Мадлен села в машину, а Роже поехал рядом, держась за дверцу. Мадлен положила свою маленькую ладонь на его потную руку. И Роже впервые по-настоящему ощутил ее присутствие на гонке. Только сейчас оторвался от спортивных забот и окунулся в собственный мир — мир его и Мадлен. Он нагнулся к окну и поцеловал Мадлен руку.

— Смотри не свались! — прикрикнул на него Оскар, разворачивая машину на перекрестке.

Роже оглянулся. За ними понурым цыганским табором текла гонка к зданию духовного колледжа, маячившему в розовом предвечернем небе остроконечной иглой колокольни.

После душа и еды Роже сел в «техничку» и поехал к Мадлен. Встретившийся у ворот Жаки спросил, что делать с испортившейся машиной.
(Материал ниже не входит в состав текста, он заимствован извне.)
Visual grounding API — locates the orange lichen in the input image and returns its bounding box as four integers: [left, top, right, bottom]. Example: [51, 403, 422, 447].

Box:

— Достань вилку, в свободный вечер переберешь,

Мадлен ждала его в холле маленькой уютной гостиницы. По сравнению с залами общежитий, в которых они спали уже три ночи, холл выглядел игрушечно. А сам себе Роже показался человеком, только и ночевавшим в таких огромных харчевнях. Хотя на самом деле треть его жизни прошла в наилучших отелях.

— Ты ела?

— Да. Здесь славно кормят. Был Вашон. Справлялся, как устроилась, а заодно и как ты себя чувствуешь.

Мадлен не скрывала, что ей доставляет удовольствие всеобщее почитание Крокодила. Может быть, и потому, что часть этого почитания падала на нее. За всю свою жизнь она никак и нигде не могла привыкнуть к славе Крокодила.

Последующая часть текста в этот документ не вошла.